I have a question concerning functions with compact support. By definition, we know that a function has compact support if it is $0$ outside a compact set. So, is it true that, if $f:R^n \mapsto R$ has compact set, then we can find a closed ball $\overline{B_R}(0)\subset R^n$ of radius $R$ centered at $0$, where $f\neq 0$, and then $f$ is $0$ on $R^n \backslash \overline{B_R}(0)$ ? Because in my course (but I think that it is a typo), it is written that $f$ is non $0$ on $R^n\backslash B_R(0)$ where $B_R(0)$ is the opened ball in $R^n$ centered at $0$ and with radius $R$…

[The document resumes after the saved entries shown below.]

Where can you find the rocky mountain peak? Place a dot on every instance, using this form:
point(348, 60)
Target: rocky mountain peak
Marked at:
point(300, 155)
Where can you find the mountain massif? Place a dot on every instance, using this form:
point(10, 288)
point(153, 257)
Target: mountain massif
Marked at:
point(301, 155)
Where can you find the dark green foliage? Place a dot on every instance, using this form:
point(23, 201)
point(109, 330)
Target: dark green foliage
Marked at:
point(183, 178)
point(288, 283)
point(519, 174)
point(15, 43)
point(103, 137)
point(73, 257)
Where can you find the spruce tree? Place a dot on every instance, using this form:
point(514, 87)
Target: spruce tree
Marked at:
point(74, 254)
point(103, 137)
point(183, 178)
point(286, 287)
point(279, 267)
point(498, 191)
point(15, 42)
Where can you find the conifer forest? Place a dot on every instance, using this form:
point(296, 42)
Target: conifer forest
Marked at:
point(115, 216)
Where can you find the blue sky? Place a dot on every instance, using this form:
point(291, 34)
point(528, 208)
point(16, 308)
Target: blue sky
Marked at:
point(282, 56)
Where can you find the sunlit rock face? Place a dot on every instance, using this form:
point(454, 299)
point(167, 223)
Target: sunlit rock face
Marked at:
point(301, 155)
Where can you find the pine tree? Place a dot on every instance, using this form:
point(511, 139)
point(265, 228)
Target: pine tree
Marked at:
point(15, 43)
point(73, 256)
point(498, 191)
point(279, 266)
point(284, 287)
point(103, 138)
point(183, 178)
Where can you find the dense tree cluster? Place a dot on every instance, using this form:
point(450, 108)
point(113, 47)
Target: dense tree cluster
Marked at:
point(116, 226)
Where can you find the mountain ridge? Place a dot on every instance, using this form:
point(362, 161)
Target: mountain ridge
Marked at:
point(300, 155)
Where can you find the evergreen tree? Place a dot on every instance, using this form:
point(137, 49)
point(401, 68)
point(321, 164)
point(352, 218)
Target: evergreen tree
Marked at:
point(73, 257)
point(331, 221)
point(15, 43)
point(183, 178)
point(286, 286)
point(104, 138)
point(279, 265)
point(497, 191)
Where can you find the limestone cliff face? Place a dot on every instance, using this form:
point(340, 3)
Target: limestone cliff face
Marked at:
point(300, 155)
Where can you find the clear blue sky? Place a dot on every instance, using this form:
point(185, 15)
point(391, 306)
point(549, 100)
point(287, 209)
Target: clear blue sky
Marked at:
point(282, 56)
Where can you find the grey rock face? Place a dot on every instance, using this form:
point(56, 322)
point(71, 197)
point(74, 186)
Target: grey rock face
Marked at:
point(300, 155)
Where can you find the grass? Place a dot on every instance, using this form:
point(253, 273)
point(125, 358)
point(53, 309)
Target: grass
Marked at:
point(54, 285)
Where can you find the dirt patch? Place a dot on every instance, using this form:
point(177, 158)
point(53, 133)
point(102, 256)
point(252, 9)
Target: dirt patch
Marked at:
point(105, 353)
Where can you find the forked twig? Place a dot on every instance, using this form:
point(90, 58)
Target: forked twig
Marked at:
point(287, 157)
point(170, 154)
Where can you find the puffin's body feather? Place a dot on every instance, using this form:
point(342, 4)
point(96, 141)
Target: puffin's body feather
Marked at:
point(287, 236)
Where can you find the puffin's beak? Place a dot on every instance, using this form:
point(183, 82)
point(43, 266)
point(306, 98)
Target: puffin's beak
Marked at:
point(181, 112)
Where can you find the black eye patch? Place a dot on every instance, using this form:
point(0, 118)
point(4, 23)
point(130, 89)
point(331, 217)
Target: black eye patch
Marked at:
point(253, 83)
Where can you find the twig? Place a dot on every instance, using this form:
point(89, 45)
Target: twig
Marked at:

Then, if $f$ is continuous, we would have, if what I have said is correct :
$$\int_{R^n}f(x)dx=\int_{\overline{B_R}(0)}f(x)dx$$
Any help would be appreciated,
Thank you !
Best Answer
Let $f \in C(\Omega)$, where $C(\Omega)$ stands for continuous complex-valued functions defined on some open subset $\Omega \subset \mathbb{R}^{n}$. We define the support of $f$ to be the set $$\mbox{supp} f := \overline{\{x \in \Omega, \hspace{0.1cm} f(x)\neq 0\}}$$ We say that $f$ has compact support if $\mbox{supp f}$ is compact. This means that $f$ need not to be zero on a compact set in order to be a function with compact support, because you have to take the closure of the set $f\neq 0$ to get the support of $f$. Take for example the function $$f(x) = \begin{cases} \displaystyle 0 \quad \mbox{if $x \le -1$} \\ \displaystyle 1+x \quad \mbox{if $x \in (-1,0)$} \\ \displaystyle 1-x \quad \mbox{if $x \in(0,1)$} \\ \displaystyle 0 \quad \mbox{if $x \ge 1$} \end{cases}$$ This function is continuous, and its graphic is triangle-like. Note that $f(x) \neq 0$ inside $(-1,1)$ but $\mbox{\supp} f = \overline{(-1,1)} = [-1,1]$, so $f$ has compact support. Thus,$f$ can be zero outside an open set and still be a function with compact support.